Barrett noted that Chrissie's difference of opinion stems from Daniel being her biological child and Rachel is not. In addition the situation is "very hard for her" because of her past experiences losing a child. Barrett added that the story would divide viewer opinion. He concluded that "all I can ask, as an actor, is that people see the reason why Sacha wants to get Daniel tested - that he's so desperate for Rachel to live that he thinks it's a risk worth taking." Sacha discovers that Daniel has a heart condition which he conceals from Chrissie. He believes she will not go ahead with the procedure with the added risks. After the procedures are successful, Chrissie discovers the truth. Chrissie is shocked at Sacha's deception and it leaves their marriage ruined. Chrissie then decides to spend time in Australia with Mark.

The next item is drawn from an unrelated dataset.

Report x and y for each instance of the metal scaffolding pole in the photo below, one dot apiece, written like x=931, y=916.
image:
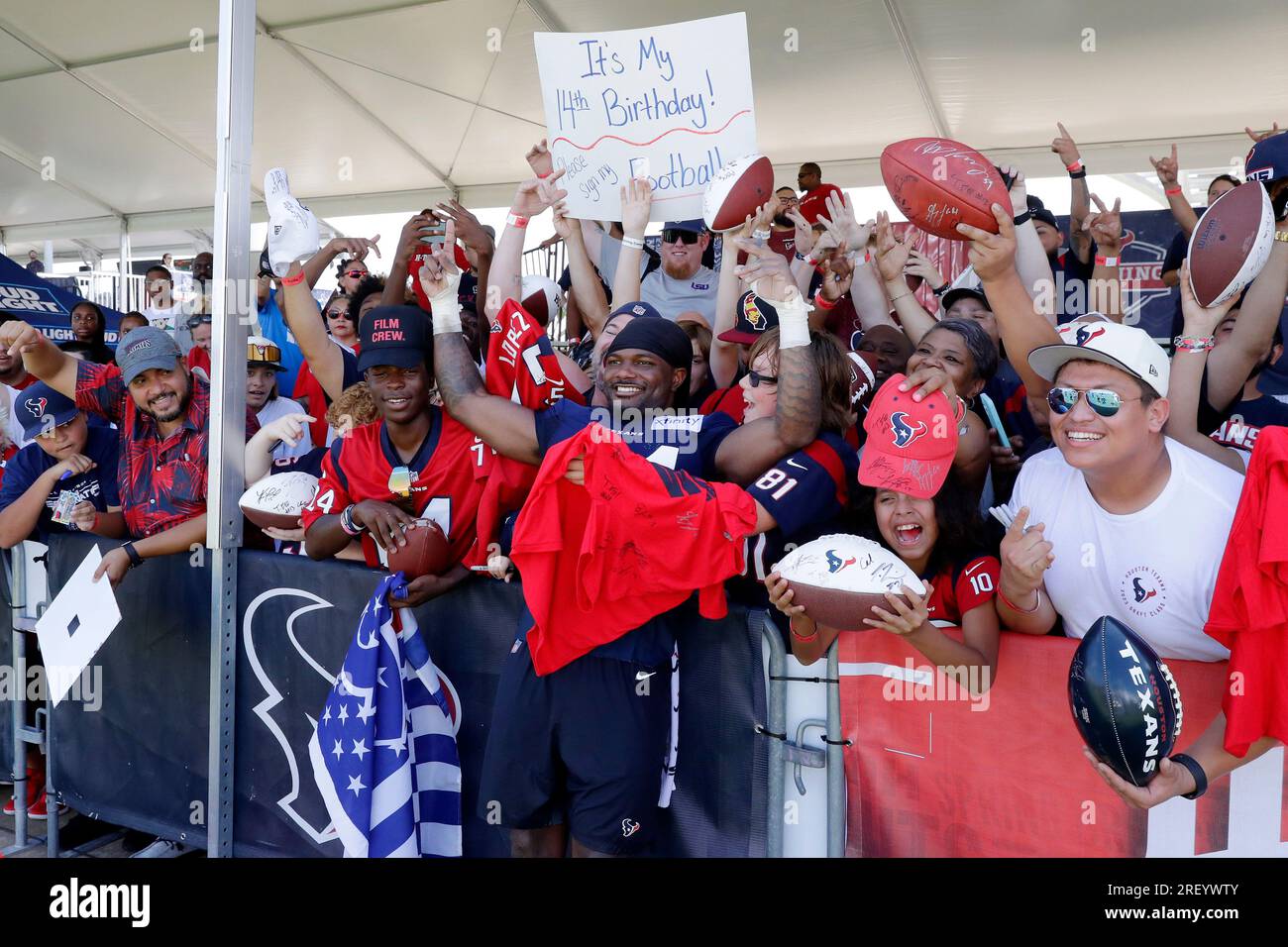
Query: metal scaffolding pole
x=231, y=302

On 30 June 2013, it was announced that Hobley would be departing Holby City. The actress commented "Being a part of the Holby family for the last 12 years has been an experience I will treasure forever but it's time to explore some new challenges. I have loved playing Chrissie Williams for the past 12 years but I'm also looking forward to getting my teeth in to some other characters and new roles." Chrissie's on-screen exit was broadcast later that year. Hobley revealed that she was happy with Chrissie's exit storyline. She praised the "amazing" writers for creating "a natural end, but a very positive one" for Chrissie. Hobley had wanted Chrissie to receive a happy ending because she was "loved" by fans. She added that Holby City's production team had hired guest stars to aid Chrissie's departure. Producers decided not kill the character off so Hobley could return. Hobley added that "it's every actor's dream for the producers not to kill off the character they've played for so long! They've kept the door open and also given Chrissie a great, positive exit." Hobley filmed her final scenes as Chrissie in September 2013.

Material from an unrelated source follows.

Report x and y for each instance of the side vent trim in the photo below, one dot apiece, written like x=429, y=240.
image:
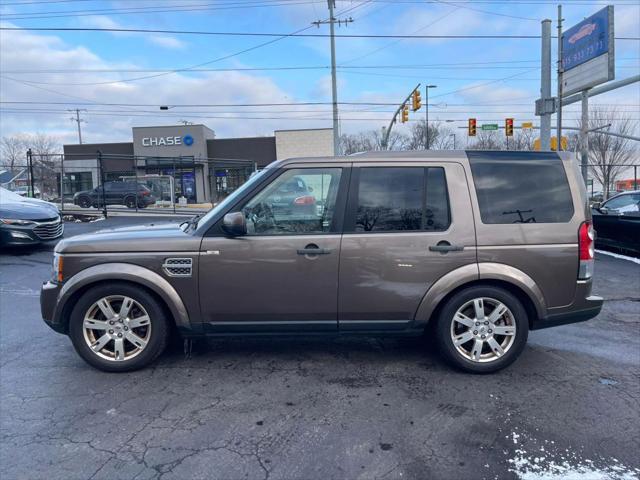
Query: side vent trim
x=178, y=267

Chrissie's final stories involved Michael Spence (Hari Dhillon) and guest character Eve Warburton (Bethan Rose Young). Chrissie and Michael consider a romance following a kiss. Eve is admitted to the hospital after suffering acid burns to her face. Chrissie asks Michael to treat Eve's condition because it reminds her of Stuart's scalpel attack. Hospital politics prevent the best treatment for Eve which prompts Chrissie to leave the hospital to take on a Nursing consultant role elsewhere.

==Reception==
Victoria Wilson from What's on TV summed Chrissie's time in the series as "eventful" and more so in her final stories. In 2022, Wilson and Elaine Reilly from the magazine chose Stuart holding Chrissie hostage and attacking her with a scalpel in their top five moments in the show's history. Writing for Whattowatch.com, Wilson included Chrissie at number tenth in her Holby City "Top 10 greatest characters of all time" feature. Wilson assessed that Chrissie has "high standards" in her professional and love life and that her many affairs made her "the hospital's resident man-eater."